Google Speech-To-Text Cannnot Process AMR audio?

22 views Asked by At

I have a java app which is sending call recording to my node server, where I'm transcribing it using Google's Speech-To-Text tool. Here's what a part of it looks like

const speechClient = new speech.SpeechClient();

  const file = req.files[0].buffer;          
  const audioBytes = file.toString('base64');
  
  const audio = {
    content: audioBytes
  };
  const config = {
    encoding: 'AMR_WB',   
    sampleRateHertz: 16000, 
    languageCode: 'bn-BD',  
  };
  const data = await speechClient.recognize({audio, config})
  const transcription = data[0].results.map(r => r.alternatives[0].transcript).join("\n");
  console.log(transcription);

Since I'm using a lossy format, it should work as per the official docs here. But I just get an empty string. Any other sampleRateHertz throws an error of bad sampleRate.

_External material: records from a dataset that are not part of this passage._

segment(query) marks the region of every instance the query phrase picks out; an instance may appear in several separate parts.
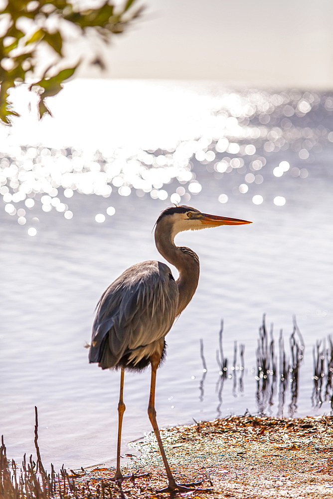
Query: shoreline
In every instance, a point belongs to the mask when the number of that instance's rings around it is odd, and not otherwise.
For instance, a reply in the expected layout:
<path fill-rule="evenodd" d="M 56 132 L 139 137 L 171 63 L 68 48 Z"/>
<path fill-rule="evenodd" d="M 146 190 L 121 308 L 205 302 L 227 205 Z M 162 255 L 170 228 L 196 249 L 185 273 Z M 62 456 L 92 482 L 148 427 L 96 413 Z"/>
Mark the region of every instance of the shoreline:
<path fill-rule="evenodd" d="M 162 430 L 161 433 L 176 481 L 202 480 L 200 487 L 210 489 L 193 491 L 186 495 L 190 497 L 333 497 L 332 417 L 279 419 L 232 416 Z M 156 492 L 165 487 L 166 475 L 154 434 L 129 445 L 141 455 L 125 464 L 123 473 L 149 473 L 150 476 L 124 481 L 122 496 L 110 481 L 114 468 L 85 470 L 75 482 L 78 485 L 79 481 L 88 481 L 90 488 L 96 493 L 99 490 L 101 494 L 103 482 L 103 486 L 111 487 L 115 498 L 169 497 Z"/>

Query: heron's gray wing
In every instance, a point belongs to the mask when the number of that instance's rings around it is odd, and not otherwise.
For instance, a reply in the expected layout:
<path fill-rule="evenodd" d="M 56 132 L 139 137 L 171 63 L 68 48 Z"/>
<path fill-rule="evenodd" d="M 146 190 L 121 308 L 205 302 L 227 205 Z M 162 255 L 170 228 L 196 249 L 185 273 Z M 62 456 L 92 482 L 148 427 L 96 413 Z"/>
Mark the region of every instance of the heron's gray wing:
<path fill-rule="evenodd" d="M 174 320 L 178 298 L 177 285 L 165 263 L 144 261 L 127 269 L 98 305 L 90 362 L 114 367 L 124 353 L 165 336 Z"/>

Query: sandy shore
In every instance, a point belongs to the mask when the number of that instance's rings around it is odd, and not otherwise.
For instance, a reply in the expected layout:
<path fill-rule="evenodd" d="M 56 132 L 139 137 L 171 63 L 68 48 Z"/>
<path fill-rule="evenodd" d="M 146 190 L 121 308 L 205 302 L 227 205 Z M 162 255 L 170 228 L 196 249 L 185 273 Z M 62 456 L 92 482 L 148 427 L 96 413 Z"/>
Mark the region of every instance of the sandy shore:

Tried this combination as well, which also returns empty string

const config = {
    encoding: 'LINEAR16',   // Audio encoding (change if needed). FLAC/LINEAR16/AMR_WB
    sampleRateHertz: 44000, // Audio sample rate in Hertz (change if needed).
    languageCode: 'bn-BD',   // Language code for the audio (change if needed).
  };

Please help. Basically recording calls from an old samsung running android 6 and transcribing for sentiment analysis. For a school project.

Thanks

0

There are 0 answers